Cuando se marcha a pie, no sólo se avanza más despacio y se tiene más ocasión de hablar con la gente, sino que también se va menos protegido y ese desvalimiento obliga a tener más trato con los habitantes, sea para secar la ropa mojada en un chaparrón o para frenar una descomposición intestinal. A pie, en suma, surgen más oportunidades de encontrarse, conocerse y estrechar lazos.
Otra de las sorpresas que proporciona atravesar campos andando es que a medida que pasan los días cambia la percepción del espacio y el tiempo y entra uno en otro ritmo. De pronto, las distancias se empiezan a medir otra vez, como ocurría antes, en jornadas y Logroño, más que estar a 80 Km. de Pamplona, está a cuatro días de marcha. A fuerza de pasar el día al raso, de ver iglesias, puentes y cruceros medievales y de medir las distancias en jornadas, se desconecta del mundo habitual y se retrocede en el tiempo y se llega uno a creer que está poco menos que en otro siglo.
Al desacelerarse el ritmo se empieza a apreciar también de manera distinta cuanto nos rodea. Si en coche es raro que algo nos llame la atención al punto de hacernos parar antes de alcanzar la meta marcada al salir, a pie se va tan despacio que es como si nos fuéramos parando en todas partes, como si todo lo viéramos y el espacio que a cien por hora se difumina, a cuatro por hora cobra un raro relieve, porque la capacidad de percepción se amplía.
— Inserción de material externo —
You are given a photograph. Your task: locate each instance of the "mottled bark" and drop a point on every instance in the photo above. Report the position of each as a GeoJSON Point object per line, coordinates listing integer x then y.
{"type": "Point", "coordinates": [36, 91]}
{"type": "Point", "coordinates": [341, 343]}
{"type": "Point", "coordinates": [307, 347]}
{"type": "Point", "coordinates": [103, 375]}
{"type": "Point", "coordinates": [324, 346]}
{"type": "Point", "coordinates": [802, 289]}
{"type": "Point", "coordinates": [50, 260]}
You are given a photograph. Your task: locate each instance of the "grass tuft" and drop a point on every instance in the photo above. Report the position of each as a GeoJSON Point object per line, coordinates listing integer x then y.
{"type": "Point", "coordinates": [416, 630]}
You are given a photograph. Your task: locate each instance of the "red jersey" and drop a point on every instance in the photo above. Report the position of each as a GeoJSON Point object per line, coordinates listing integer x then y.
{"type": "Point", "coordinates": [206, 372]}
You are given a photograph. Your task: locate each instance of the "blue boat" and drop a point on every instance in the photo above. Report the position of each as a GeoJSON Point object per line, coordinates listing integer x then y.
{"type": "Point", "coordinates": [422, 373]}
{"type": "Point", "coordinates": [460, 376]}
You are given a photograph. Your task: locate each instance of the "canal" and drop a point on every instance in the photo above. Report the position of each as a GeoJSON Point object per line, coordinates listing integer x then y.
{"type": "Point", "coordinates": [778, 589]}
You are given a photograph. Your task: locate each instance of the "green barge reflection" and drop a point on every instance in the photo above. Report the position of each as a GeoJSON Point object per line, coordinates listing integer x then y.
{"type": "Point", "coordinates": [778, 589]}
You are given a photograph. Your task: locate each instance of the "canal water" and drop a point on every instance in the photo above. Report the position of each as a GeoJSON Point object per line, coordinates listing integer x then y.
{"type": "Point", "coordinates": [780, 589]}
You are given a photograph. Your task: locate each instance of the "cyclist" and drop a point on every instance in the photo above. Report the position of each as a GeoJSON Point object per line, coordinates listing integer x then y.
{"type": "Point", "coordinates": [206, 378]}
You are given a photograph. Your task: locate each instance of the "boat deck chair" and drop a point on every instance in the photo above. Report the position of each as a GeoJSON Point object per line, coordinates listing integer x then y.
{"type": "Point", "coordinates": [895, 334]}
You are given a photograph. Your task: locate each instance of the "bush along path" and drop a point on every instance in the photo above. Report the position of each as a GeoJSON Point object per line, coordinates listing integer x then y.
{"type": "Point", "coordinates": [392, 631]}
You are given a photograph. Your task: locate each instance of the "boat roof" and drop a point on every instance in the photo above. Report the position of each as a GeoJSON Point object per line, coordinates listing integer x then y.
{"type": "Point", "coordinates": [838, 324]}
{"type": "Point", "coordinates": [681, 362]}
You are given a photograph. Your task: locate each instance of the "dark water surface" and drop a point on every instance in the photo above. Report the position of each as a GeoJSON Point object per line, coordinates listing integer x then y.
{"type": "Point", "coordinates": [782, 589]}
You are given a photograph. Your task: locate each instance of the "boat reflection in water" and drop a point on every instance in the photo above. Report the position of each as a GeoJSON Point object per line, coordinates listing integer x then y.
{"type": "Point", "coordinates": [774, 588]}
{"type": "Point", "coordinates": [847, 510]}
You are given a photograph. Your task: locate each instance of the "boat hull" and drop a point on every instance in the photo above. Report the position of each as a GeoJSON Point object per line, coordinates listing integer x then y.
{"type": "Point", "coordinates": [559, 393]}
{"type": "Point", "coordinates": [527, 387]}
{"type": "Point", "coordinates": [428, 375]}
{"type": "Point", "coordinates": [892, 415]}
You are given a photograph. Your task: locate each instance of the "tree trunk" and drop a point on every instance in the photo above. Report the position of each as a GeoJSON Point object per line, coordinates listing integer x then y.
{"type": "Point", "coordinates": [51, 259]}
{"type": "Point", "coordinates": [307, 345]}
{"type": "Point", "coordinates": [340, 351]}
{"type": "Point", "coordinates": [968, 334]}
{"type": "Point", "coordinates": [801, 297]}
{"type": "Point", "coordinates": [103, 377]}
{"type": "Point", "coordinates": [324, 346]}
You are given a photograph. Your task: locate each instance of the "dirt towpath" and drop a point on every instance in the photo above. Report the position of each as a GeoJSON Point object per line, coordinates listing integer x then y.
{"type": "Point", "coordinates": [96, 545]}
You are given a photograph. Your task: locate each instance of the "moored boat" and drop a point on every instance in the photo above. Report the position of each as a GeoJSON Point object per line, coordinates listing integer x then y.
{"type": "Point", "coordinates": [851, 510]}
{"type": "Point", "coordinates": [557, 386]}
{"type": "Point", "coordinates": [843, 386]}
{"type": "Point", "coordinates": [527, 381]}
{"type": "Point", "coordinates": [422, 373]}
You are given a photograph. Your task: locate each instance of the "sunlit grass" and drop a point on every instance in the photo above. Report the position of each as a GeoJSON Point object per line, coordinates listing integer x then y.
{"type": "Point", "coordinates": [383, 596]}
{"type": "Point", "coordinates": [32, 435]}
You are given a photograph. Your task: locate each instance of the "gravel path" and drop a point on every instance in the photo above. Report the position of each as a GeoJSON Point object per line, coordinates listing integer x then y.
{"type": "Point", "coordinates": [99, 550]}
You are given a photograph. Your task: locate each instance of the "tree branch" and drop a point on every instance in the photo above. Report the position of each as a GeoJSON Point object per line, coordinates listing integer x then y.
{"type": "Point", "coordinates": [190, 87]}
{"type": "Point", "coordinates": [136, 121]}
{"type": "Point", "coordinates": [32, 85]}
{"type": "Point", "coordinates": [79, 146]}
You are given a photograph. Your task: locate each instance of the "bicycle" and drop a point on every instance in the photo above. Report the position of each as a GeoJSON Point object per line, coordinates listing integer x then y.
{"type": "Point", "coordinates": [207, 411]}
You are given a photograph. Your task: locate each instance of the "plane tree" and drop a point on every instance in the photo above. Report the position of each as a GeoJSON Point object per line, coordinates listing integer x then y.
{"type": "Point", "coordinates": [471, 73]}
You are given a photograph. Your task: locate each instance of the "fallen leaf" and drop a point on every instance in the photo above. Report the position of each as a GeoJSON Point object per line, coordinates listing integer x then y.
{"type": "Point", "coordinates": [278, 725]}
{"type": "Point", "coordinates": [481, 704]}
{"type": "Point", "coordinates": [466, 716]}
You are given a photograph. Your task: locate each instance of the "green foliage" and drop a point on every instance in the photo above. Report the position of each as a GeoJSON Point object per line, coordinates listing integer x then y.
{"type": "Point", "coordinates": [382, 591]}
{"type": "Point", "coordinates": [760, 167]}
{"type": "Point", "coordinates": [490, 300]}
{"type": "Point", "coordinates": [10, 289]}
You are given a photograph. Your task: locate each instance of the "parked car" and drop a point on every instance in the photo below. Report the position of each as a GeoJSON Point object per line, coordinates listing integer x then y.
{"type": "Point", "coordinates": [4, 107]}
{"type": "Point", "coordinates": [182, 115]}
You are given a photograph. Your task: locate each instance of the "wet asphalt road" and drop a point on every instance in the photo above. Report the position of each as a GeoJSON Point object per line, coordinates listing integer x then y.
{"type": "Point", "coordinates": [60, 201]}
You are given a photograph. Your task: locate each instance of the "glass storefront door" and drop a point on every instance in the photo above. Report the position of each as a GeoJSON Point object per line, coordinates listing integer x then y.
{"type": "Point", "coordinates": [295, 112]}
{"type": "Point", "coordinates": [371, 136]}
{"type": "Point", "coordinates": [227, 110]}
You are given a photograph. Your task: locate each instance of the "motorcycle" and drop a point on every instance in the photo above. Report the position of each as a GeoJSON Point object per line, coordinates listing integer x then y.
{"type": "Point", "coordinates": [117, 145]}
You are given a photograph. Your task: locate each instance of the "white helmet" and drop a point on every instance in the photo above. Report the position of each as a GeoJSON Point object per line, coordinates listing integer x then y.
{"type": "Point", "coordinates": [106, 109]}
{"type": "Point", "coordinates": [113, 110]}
En coche sólo se ve lo monumental y a pie, además de los monumentos, llaman nuestra atención por su belleza o espolean la imaginación por su singularidad miles de detalles: un humilde murete, una cerradura, una flor, un escudo, una frase oída al pasar, una ventana, un alero, un campo sembrado, un rebaño. Y a veces, un detalle inusual se nos queda más grabado que una iglesia románica más.
Esa capacidad de percepción más amplia que proporciona caminar se aplica incluso a los propios monumentos, pues la parsimonia con que se avanza hace que se los aprecie con particular intensidad. En coche, las imágenes se suceden vertiginosamente y nos abandonan con la misma rapidez con que se nos vienen encima no dejando apenas huella porque falta tiempo para digerirlas. A pie, la torre de una iglesia se acerca al atardecer, cuando ya vamos cansados, con una lentitud exasperante. Primero despunta una silueta borrosa y lejana y luego va adquiriendo poco a poco perfiles nítidos. Caminando, las imágenes se graban con fuerza inusitada y un momento recortándose sobre el horizonte al que nos aproximamos cansinamente puede impresionarnos tanto como la vista del monumento mismo.
A pie, da tiempo a que las imágenes se graben. A pie registra uno dónde se acaban las hayas, dónde aparece, bajando de Pirineos la primera encina o el primer viñedo; dónde cambia de pronto el acento o el humor de los lugareños; dónde se dejan de ver casas de piedra. El conocimiento que se adquiere de un territorio y la intensidad con que se graba es inversamente proporcional a la velocidad con que se le recorre. O dicho de otra manera, la misma diferencia que hay entre leer un libro y entenderlo, existe entre recorrer una zona en coche o hacerlo a pie. Y esto, que creo que es cierto en general, lo es más en el caso del Camino de Santiago, pues al no coincidir en general con carretera alguna, el que circula en coche va por un lado y el que marcha a pie por otro.
Arturo Soria y Puig.
Caminar como forma de conocimiento: la recuperación del Camino de Santiago.